Rapid first aid during cardiac arrest makes the difference between life and death. But what happens to the heart and the internal organs when people come running and begin to give well-meaning but heavy-handed heart massage as they attempt to keep the person who has suffered a cardiac arrest alive?
A research collaboration between the Department of Forensic Medicine at Aarhus University, Denmark, and the East Midlands Forensic Pathology Unit at the University of Leicester in the UK now offers an answer to this question.
Using a new CT scanning method, the researchers show how the chest and abdominal region of a deceased person move during simulated heart massage.

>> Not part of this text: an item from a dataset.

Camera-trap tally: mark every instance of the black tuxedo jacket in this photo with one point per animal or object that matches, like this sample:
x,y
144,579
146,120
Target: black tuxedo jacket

“Specifically, we’ve simulated heart massage by compressing the chest of a deceased person in a controlled manner in precisely the same way as would happen with heart massage. Though with the difference that this was done gradually and in slow motion while the whole process was CT scanned at the same time,” explains Kasper Hansen, assistant professor at the Department of Forensic Medicine at Aarhus University and the lead author of the study, which has been published in the scientific journal Resuscitation.
The method can be compared with a stop motion video production, but where each image in the video has been replaced by a complete 3D CT scan. The method reproduces the organs movements during heart massage in a very detailed way and makes it possible to perform advanced imaging analysis on the volumetric dynamic CT dataset.
According to the Danish Heart Foundation, in Denmark 5,400 people suffer cardiac arrest outside of the hospitals every year, with approx. 16 per cent of them surviving. Although more people than previously survive thanks to stronger efforts in general resuscitation training and improved rehabilitation, there is still room for improvement in resuscitation techniques and procedures. Kasper Hansen hopes that this is where the new CT scanning method will prove useful.
“The goal of heart massage is blood circulation, but we don’t know enough about how the blood is pumped onwards, and why certain characteristic heart massage injuries such as lesions on the internal organs occur,” he says.
“There are many unknowns in connection with resuscitation. The new technique makes it possible to examine different aspects of heart massage. Using the method allows us to directly study the organ movements, and may help to clarify the basis for important physiological mechanisms. Because the scans have been carried out on a deceased person, it hasn’t been possible to measure the blood flow directly. However, the method clearly demonstrates how, for example, the heart is affected during heart massage, and we can therefore gain a better understanding of the critical mechanisms during heart massage,” says Kasper Hansen.
In connection with the scientific publication, the study presents five videos that have been exported with so-called predefined display settings from the specialised imaging software.
“Specialised radiological software is needed to be able to utilise and show the full potential of the method and what it can deliver. In the article we therefore use the videos as a practical and known format to communicate how our new method is able to contribute to creating new insight into different elements of heart massage for experts within the field. Furthermore, we believe that anyone who has completed a first aid course will be able to relate to the videos. So we also hope that these videos will be fully utilised in the general first aid courses,” says Kasper Hansen.
“Our results are a fine example of how research on the deceased can help the living, which is a mantra within forensic medicine research all over the world. The relatives of the deceased person used in this study have agreed to the experiment being carried out and to the publication of the results.” This is of invaluable importance for this type of research, emphasises Kasper Hansen.
“It helps to bring us closer to our goal, which is for the method we present in the study to contribute to the development of better and more effective procedures for the treatment of cardiac arrest — and in this way to more people surviving a cardiac arrest,” says Kasper Hansen.